I would know how to solve this problem if i were to understand the whole t/t_0 thing. I don't know how to integrate something like that. Could you please explain how to get it started
There is no integration here, it is straight calculation with your calculator.
so i get v(t)=-(13*5)/t
To solve these problems, we need to integrate the given velocity function, v(t), to obtain the position function, x(t). We will start by integrating v(t) with respect to t.
a) To find the position at t = 5t_0, we integrate v(t) over the interval [0, 5t_0]:
x(t) = ∫[0,5t_0] v(t) dt
Since v(t) = -(13/t_0) sin(t/t_0), the integral becomes:
x(t) = ∫[0,5t_0] -(13/t_0) sin(t/t_0) dt
To evaluate this integral, we can use the substitution u = t/t_0. This gives us:
x(t) = -13 ∫[0,5] sin(u) du
Now, we can integrate sin(u) with respect to u:
x(t) = -13 [-cos(u)] [0,5]
x(t) = 13 (cos(0) - cos(5))
Since cos(0) = 1 and cos(5) ≈ 0.283662, we get:
x(t) ≈ 13 (1 - 0.283662) = 10.683306 m
Therefore, the position of the particle at t = 5t_0 is approximately 10.683306 m.
b) To evaluate the expression 4 + v(0) t + a(0) t^2/2 at t = 5t_0, we need to find the instantaneous acceleration, a(t), and then substitute the values into the expression. Let's first find a(t) by taking the derivative of v(t) with respect to t:
a(t) = dv(t)/dt
Using the chain rule, we differentiate v(t) = -(13/t_0) sin(t/t_0):
a(t) = (13/t_0^2) cos(t/t_0)
Now, we can substitute t = 0 into v(0) and a(0) to get their values:
v(0) = -(13/t_0) sin(0/t_0) = 0
a(0) = (13/t_0^2) cos(0/t_0) = 13/t_0^2
Now, we substitute these values into the expression 4 + v(0) t + a(0) t^2/2 and evaluate it at t = 5t_0:
4 + v(0) t + a(0) t^2/2 = 4 + 0(5t_0) + (13/t_0^2)(25t_0^2)/2
= 4 + 0 + 13/2
= 4 + 6.5
= 10.5
The expression evaluates to 10.5, which does not agree with the result from part (a).

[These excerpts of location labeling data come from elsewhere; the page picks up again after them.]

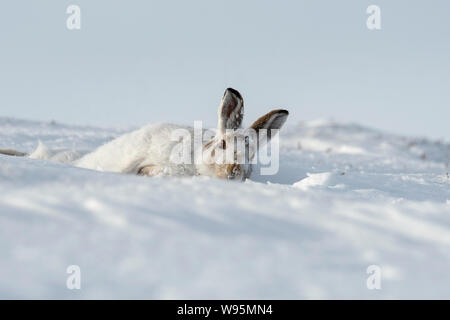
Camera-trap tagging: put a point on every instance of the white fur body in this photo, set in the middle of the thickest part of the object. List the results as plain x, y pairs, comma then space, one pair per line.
150, 145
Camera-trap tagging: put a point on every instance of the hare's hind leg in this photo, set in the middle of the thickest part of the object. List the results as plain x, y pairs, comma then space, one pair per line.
150, 171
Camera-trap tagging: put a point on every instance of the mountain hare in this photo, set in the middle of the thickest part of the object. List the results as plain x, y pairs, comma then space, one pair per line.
151, 150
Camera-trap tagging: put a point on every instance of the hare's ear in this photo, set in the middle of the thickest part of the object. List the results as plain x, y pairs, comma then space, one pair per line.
231, 111
272, 120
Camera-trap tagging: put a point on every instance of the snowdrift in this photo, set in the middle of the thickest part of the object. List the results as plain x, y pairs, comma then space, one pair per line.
346, 197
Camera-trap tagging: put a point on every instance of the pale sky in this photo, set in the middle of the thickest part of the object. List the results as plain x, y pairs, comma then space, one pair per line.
136, 62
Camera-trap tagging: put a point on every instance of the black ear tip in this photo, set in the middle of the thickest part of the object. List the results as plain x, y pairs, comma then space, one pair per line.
282, 112
234, 92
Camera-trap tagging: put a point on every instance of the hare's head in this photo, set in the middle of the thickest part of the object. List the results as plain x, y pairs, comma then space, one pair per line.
230, 153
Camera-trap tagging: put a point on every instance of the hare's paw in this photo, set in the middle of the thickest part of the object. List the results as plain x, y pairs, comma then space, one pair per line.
150, 171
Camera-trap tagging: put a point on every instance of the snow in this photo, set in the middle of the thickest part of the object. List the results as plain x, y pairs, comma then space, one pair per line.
346, 197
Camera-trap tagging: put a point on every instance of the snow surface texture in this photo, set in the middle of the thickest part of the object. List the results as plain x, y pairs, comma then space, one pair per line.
346, 197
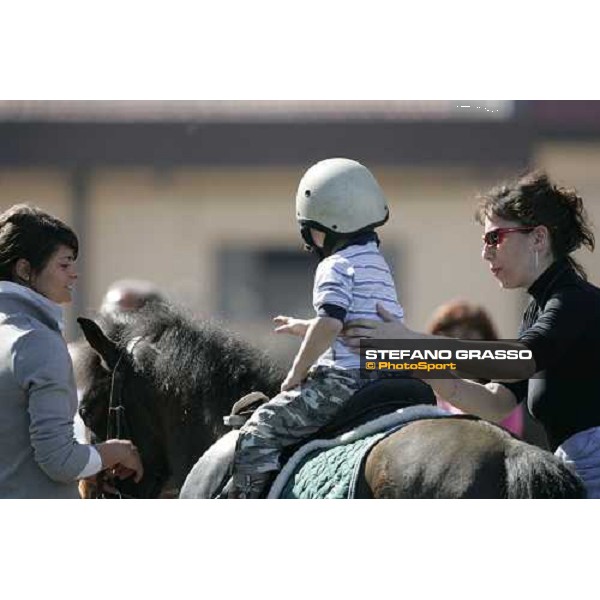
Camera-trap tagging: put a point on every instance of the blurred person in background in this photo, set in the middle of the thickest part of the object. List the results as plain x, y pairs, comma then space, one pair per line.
531, 228
39, 456
130, 294
462, 320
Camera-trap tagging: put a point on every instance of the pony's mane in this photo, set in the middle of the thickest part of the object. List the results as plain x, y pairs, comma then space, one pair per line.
196, 363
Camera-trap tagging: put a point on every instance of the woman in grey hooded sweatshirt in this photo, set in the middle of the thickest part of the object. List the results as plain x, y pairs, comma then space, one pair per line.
39, 457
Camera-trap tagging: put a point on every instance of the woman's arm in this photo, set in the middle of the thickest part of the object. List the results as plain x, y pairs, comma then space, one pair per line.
291, 325
42, 367
390, 328
491, 401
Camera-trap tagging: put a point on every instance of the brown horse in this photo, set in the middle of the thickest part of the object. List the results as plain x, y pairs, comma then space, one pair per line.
168, 381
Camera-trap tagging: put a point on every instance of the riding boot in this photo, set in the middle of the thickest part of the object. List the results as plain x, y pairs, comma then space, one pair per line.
245, 486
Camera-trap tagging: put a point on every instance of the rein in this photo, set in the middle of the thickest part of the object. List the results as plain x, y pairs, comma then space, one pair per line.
116, 425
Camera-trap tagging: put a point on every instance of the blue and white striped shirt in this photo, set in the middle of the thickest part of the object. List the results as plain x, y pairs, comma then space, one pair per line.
354, 279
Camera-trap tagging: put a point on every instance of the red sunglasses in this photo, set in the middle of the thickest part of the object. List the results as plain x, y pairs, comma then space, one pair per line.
495, 236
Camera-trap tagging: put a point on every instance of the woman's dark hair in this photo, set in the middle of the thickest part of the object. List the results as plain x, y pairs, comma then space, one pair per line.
460, 319
534, 200
30, 233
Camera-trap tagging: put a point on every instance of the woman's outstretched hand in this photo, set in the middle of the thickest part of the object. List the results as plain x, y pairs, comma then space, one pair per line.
364, 329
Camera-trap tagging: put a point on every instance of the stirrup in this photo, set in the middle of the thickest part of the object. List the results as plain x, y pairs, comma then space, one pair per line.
249, 487
242, 410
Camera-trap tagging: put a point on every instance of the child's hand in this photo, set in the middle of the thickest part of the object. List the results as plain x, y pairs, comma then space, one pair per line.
292, 380
291, 325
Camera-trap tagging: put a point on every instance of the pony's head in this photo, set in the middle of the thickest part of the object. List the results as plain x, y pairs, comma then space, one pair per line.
120, 402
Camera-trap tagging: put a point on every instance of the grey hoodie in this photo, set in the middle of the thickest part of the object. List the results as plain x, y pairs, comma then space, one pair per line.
39, 457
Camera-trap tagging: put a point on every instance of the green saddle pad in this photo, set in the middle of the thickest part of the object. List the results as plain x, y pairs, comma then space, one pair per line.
329, 473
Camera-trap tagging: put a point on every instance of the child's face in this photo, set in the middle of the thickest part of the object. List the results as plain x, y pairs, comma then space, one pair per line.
318, 237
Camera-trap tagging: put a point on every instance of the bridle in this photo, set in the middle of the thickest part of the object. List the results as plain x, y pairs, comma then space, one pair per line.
116, 422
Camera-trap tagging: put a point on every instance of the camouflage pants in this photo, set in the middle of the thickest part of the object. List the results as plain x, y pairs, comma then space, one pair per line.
292, 416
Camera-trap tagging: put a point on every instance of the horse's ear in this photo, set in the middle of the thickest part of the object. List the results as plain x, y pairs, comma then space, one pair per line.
98, 340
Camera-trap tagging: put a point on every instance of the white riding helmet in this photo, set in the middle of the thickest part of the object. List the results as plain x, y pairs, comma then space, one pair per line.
340, 195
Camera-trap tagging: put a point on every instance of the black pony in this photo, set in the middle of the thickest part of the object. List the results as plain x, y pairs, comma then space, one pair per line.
179, 377
176, 378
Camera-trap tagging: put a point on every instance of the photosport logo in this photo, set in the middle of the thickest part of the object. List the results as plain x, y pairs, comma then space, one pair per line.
439, 359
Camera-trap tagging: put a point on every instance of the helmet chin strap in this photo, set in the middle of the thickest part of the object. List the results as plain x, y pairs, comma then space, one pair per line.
332, 242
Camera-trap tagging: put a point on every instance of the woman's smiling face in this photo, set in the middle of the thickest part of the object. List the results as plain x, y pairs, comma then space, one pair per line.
56, 280
510, 260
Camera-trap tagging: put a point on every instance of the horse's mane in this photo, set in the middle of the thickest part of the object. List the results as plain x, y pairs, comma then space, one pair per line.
195, 363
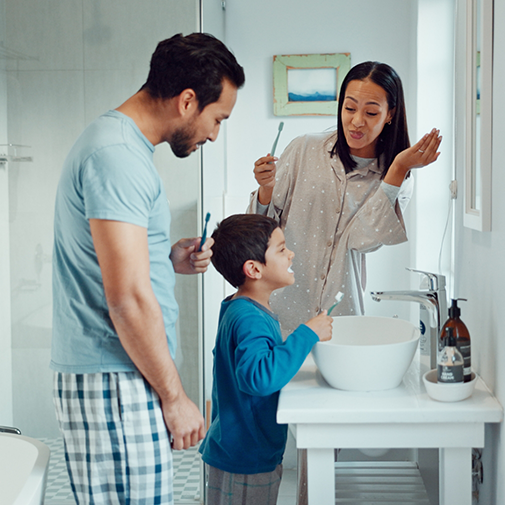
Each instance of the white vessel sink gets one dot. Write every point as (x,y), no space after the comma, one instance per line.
(367,353)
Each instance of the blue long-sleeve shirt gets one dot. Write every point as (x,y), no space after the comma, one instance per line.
(251,365)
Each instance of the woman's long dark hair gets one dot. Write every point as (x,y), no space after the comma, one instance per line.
(394,137)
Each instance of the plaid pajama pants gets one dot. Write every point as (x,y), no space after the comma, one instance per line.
(117,446)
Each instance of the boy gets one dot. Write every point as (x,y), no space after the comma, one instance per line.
(244,446)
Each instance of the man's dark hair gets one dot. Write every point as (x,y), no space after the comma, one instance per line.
(197,61)
(240,238)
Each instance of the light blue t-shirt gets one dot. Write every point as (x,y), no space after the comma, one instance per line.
(108,174)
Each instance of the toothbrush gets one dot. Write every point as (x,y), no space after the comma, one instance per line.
(338,297)
(281,126)
(204,234)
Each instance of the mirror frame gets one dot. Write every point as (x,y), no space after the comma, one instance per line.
(478,217)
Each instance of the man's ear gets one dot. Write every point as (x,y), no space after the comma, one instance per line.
(252,269)
(187,102)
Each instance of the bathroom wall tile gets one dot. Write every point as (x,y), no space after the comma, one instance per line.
(45,112)
(121,34)
(108,89)
(32,393)
(48,32)
(6,386)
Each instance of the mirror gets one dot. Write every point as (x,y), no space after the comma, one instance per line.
(478,124)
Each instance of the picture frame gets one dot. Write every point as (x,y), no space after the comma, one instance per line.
(308,84)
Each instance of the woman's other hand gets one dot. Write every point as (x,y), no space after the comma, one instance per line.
(264,172)
(419,155)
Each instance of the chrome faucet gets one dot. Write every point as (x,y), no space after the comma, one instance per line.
(432,313)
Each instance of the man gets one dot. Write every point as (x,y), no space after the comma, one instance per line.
(119,400)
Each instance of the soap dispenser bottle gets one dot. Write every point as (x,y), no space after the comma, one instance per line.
(450,361)
(461,334)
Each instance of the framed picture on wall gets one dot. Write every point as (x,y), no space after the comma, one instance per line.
(308,84)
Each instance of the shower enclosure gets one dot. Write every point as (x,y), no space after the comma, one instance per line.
(62,64)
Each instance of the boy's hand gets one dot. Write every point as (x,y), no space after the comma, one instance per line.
(321,325)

c) To find the position when the particle is at x = 0 and t = 0, we integrate v(t) over the interval [0, 0.15t_0]:
x(t) = ∫[0,0.15t_0] v(t) dt
Using the same process as in part (a), we find:
x(t) = 13(cos(0) - cos(0.15))
Since cos(0) = 1 and cos(0.15) ≈ 0.988771, we have:
x(t) ≈ 13(1 - 0.988771) = 0.159297 m
Therefore, the position of the particle at t = 0.15t_0 is approximately 0.159297 m
d) To evaluate v(0) t + a(0) t^2/2 at t = 0.15t_0, we substitute t = 0.15t_0 into v(0) and a(0):
v(0) = -(13/t_0) sin(0/t_0) = 0
a(0) = (13/t_0^2) cos(0/t_0) = 13/t_0^2
Now, we substitute these values into v(0) t + a(0) t^2/2 and evaluate it at t = 0.15t_0:
0 + (13/t_0^2)(0.15t_0)^2/2 = (13/t_0^2)(0.0225t_0^2)/2
= (13/2t_0^2)(0.0225t_0^2)
= 13 * 0.0225/2
≈ 0.146625
The expression evaluates to approximately 0.146625, which is in good agreement with the result from part (c).

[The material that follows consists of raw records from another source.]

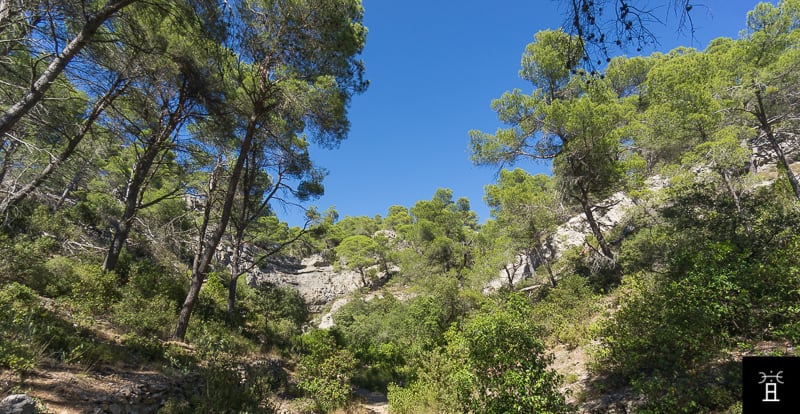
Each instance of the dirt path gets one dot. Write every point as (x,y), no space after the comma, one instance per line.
(374,402)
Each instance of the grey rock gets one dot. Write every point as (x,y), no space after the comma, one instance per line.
(18,404)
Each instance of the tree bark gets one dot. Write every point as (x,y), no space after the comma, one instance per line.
(206,248)
(766,127)
(596,231)
(97,109)
(13,114)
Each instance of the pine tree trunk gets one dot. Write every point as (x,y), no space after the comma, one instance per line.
(206,248)
(19,109)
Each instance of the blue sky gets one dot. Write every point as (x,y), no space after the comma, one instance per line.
(434,67)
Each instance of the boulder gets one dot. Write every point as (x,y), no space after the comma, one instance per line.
(18,404)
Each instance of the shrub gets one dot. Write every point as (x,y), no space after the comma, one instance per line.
(95,290)
(325,371)
(19,316)
(501,366)
(152,317)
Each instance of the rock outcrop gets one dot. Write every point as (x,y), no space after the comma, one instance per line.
(317,281)
(18,404)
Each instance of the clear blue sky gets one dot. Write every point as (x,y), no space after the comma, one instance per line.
(434,67)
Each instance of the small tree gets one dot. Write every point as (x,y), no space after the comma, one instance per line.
(357,253)
(501,365)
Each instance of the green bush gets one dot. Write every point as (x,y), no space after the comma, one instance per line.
(152,317)
(325,370)
(61,276)
(95,290)
(500,365)
(20,314)
(276,313)
(22,260)
(564,312)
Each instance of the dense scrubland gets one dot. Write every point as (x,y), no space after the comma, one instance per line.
(147,146)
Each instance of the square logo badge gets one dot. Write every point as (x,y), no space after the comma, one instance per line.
(770,385)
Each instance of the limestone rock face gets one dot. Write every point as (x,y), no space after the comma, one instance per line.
(18,404)
(315,279)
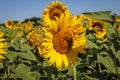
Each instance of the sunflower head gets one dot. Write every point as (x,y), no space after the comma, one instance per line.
(62,46)
(27,26)
(53,11)
(17,25)
(117,22)
(3,45)
(9,23)
(34,38)
(99,28)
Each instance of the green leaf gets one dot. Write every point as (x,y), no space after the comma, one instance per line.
(28,55)
(102,15)
(23,71)
(108,62)
(92,45)
(11,55)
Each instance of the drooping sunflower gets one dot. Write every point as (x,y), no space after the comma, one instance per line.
(53,10)
(99,28)
(62,46)
(2,46)
(9,24)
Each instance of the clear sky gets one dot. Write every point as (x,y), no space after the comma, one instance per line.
(21,9)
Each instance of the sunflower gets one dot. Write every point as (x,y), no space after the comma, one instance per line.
(27,26)
(2,46)
(99,28)
(9,24)
(62,46)
(17,25)
(34,38)
(53,10)
(117,22)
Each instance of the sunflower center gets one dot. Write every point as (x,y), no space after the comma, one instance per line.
(62,42)
(97,26)
(55,12)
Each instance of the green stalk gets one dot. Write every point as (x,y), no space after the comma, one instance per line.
(74,72)
(98,59)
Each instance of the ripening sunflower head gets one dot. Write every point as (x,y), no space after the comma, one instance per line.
(2,46)
(117,22)
(9,24)
(53,10)
(99,28)
(34,38)
(62,46)
(17,25)
(27,26)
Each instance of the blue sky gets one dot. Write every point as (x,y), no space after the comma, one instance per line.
(21,9)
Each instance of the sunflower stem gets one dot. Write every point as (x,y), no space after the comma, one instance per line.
(74,72)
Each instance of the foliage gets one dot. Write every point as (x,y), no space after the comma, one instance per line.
(23,62)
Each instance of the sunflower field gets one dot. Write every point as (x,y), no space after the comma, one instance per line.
(61,46)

The reason the answers to parts (c) and (d) are in good agreement is that the initial position and initial velocity are both zero in part (c). Therefore, the term v(0) t in part (d) cancels out, leaving only the term a(0) t^2/2, which matches the position calculation in part (c).